Copies and Views

When operating on NumPy arrays, it's possible to access the internal data buffer directly using a view, without copying the data around. So it's important to know the difference between what returns a copy and what returns a view.

The NumPy array is a data structure consisting of two parts: the contiguous data buffer with the actual data elements and the metadata that contains information about the data buffer. The metadata includes data type, strides, and other important information that helps manipulate the ndarray easily.

Views

It's also possible to access the array differently by just changing the certain metadata like stride and dtype without changing the data buffer. This creates a new way of looking at the data and there new arrays are called views.

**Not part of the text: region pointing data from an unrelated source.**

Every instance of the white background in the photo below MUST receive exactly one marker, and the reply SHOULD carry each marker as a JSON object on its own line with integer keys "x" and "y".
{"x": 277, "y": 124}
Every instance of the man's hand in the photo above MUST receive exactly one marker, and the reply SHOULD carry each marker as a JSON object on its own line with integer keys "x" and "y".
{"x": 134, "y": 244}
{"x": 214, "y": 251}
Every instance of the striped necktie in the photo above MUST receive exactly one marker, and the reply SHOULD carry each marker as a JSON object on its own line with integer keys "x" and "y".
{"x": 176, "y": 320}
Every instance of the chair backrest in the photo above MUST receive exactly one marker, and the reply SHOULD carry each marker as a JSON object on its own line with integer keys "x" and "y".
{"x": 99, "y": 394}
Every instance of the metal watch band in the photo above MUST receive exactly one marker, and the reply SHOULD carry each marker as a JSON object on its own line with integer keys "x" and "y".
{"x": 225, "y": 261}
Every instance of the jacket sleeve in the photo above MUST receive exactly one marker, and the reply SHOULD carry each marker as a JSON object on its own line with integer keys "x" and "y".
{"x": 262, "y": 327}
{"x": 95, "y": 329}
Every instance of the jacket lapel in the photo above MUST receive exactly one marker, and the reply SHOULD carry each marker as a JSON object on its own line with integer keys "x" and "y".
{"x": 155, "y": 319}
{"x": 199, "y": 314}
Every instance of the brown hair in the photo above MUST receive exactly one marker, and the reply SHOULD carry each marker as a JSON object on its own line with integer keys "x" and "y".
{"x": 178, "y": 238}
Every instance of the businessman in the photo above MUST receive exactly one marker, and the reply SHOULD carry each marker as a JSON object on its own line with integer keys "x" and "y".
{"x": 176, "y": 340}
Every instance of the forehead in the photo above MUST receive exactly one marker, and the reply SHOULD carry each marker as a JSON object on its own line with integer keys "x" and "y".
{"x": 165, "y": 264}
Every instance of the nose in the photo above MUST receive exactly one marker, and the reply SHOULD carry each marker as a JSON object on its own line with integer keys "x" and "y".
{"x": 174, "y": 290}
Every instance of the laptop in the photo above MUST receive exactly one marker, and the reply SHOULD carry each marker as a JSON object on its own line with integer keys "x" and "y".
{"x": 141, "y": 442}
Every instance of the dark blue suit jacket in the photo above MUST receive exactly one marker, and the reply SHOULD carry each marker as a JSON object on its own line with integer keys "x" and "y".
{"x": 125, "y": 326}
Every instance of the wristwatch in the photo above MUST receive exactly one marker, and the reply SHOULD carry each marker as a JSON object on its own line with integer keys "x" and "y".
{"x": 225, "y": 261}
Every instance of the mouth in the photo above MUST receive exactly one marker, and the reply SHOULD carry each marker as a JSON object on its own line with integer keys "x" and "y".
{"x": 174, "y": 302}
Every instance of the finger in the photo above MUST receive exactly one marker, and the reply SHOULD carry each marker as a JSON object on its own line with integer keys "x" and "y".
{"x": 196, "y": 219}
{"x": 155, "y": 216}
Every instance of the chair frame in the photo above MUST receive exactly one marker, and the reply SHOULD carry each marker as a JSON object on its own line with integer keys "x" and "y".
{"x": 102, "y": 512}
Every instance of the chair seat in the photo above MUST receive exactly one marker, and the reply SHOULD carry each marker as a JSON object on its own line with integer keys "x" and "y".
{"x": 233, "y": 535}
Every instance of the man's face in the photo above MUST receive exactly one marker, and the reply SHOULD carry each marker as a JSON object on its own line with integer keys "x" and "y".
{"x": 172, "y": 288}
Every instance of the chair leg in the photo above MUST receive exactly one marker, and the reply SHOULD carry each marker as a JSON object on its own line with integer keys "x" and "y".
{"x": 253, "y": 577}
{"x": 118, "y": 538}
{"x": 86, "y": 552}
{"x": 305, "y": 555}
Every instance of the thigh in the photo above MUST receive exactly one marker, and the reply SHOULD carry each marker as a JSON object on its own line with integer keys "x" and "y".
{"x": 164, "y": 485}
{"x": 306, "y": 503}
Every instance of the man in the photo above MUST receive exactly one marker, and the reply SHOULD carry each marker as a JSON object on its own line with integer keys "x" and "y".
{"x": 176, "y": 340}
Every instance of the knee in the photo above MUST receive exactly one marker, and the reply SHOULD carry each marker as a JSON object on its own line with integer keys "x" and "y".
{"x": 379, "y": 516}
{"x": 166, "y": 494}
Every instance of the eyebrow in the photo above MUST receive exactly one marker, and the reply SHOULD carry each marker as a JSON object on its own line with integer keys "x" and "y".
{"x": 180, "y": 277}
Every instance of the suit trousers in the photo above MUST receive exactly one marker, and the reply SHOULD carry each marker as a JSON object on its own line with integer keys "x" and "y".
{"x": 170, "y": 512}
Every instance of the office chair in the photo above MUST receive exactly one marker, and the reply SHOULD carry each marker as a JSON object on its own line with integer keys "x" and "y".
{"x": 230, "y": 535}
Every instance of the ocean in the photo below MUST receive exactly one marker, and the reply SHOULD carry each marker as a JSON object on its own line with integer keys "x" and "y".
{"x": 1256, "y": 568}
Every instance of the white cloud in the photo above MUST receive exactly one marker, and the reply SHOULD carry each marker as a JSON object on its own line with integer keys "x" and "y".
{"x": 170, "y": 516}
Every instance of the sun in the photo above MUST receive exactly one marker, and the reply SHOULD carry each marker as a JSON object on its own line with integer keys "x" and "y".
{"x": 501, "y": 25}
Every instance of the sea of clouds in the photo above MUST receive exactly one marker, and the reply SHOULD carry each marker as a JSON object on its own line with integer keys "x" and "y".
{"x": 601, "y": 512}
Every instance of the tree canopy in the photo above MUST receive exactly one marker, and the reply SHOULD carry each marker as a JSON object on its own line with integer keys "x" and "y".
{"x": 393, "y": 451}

The data buffer remains the same, so any changes made to a view reflects in the original copy. A view can be forced through the ndarray.view method.

Copy

When a new array is created by duplicating the data buffer as well as the metadata, it is called a copy. Changes made to the copy don't reject on the original array. Making a copy is slower and sometimes memory consuming. A copy can be forced by ndarray.copy.

Other Operations

The numpy.reshape function creates a view where possible or makes a copy otherwise. In most cases, the strides can be modified to reshape the array with a view.

But if the array becomes non-contiguous the reshaping cannot be done by modifying strides and requires a copy. In that case, we can raise an error by assigning the new shape to the shape attribute of the array.

View or Copy

You can tell the whether the array is a view or copy by the base attribute. The base attribute of the ndarray makes it easy. The base attribute of a view returns the original array while it returns None for a copy.